Para Bruno

Ali tem um menino que dorme, mas tem gente que não vê.

Já é uma cena que se adaptou a rotina.

Todo dia ele está ali e eu me pergunto: como tem gente que não vê?

Faça sol ou faça chuva, calor ou frio, ele continua ali, com olhar perdido e perdido…

Cada vez que passo, meu coração fica triste, uma dor dilacerante me corta a alma…

É insuportável passar por ele e não fazer nada, a falta de ação me mata…

Sinto-me impotente e este sentimento se multiplica quando penso que há muitos meninos como ele em todo lugar…

E continuo a me perguntar: como tem gente que não vê?

Seu nome é Bruno, é pintor, quer se casar, mas não sabe dizer porque está sem lar…

Chorei por ele, por mim e pelas pessoas que sofrem…

Chorei pelo abandono e solidão que senti…
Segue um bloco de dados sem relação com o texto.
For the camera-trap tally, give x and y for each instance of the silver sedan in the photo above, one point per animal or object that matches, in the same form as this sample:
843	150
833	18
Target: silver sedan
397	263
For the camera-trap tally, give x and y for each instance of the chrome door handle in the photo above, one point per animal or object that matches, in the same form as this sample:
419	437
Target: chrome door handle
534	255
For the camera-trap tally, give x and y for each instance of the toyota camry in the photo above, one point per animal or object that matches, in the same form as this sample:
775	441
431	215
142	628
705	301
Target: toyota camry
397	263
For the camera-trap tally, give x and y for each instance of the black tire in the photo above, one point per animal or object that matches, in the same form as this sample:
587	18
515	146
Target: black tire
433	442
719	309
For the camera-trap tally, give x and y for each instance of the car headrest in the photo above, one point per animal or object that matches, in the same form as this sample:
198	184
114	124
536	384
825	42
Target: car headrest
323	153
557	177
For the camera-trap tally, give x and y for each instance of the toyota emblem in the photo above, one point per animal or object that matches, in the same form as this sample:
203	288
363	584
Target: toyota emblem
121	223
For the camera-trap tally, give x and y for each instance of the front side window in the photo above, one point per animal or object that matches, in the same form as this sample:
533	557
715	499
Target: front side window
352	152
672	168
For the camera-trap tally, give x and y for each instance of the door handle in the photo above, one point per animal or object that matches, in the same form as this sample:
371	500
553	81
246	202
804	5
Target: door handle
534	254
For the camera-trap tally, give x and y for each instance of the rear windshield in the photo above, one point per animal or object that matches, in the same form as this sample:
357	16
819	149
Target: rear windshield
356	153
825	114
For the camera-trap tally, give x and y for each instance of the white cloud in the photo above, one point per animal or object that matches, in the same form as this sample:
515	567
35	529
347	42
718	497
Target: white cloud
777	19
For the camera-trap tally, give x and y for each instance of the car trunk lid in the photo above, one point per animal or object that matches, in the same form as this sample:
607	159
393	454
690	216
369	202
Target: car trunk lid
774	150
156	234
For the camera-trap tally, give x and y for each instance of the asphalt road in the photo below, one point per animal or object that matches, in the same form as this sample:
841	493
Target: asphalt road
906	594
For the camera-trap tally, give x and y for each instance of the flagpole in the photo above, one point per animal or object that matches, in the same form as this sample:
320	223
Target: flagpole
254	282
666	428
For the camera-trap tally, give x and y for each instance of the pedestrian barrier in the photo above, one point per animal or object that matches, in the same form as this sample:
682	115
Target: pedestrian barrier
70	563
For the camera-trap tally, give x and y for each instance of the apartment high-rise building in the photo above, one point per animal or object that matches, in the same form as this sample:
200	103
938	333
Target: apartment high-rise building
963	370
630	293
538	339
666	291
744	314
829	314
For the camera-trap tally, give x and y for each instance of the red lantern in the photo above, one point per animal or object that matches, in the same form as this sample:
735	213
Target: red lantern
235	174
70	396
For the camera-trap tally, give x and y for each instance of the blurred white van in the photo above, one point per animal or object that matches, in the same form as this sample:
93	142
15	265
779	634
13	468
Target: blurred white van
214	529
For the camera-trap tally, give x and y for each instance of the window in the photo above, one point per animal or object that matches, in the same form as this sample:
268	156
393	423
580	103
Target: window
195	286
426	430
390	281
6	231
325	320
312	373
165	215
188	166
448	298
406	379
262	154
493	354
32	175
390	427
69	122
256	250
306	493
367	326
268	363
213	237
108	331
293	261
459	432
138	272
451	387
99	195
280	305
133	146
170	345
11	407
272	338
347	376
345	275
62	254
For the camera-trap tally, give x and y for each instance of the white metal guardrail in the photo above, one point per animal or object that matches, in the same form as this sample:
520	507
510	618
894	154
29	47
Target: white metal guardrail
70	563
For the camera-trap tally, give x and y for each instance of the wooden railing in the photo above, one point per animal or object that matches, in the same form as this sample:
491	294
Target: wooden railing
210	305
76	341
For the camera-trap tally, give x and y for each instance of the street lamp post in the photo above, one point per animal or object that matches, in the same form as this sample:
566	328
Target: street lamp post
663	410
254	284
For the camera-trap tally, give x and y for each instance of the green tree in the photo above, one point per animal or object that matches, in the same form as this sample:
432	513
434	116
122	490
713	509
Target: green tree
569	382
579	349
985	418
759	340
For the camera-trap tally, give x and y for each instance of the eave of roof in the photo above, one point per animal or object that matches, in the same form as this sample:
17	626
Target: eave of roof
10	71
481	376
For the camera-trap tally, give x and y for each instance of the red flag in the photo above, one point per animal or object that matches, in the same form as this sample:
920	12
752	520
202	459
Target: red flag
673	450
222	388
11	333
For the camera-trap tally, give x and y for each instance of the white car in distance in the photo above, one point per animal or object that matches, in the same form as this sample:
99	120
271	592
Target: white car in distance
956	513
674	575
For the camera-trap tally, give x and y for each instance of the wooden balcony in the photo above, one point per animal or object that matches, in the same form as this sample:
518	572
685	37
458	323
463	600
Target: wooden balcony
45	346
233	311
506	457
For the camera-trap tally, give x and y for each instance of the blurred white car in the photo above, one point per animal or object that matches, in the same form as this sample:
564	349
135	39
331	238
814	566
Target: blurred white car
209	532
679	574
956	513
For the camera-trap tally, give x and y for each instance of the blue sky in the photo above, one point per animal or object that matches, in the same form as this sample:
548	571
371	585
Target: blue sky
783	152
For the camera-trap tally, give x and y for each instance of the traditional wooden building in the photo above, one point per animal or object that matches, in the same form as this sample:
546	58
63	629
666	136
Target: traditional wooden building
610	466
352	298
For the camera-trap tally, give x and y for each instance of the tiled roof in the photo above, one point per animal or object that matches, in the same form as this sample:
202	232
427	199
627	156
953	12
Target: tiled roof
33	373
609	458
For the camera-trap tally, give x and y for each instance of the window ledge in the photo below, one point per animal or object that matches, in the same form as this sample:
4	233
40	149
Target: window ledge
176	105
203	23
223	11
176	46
Chorei pelo mundo que está doente…

Chorei pelas pessoas que não se importam com outras pessoas…

Mais uma vez fiquei diante da certeza de minha escolha…

Há muito que fazer…Ele tem fome…muitas pessoas tem fome, de alimento, de carinho, de amor…

Sei que há muita dor e sofrimento, mas há também amor e esperança…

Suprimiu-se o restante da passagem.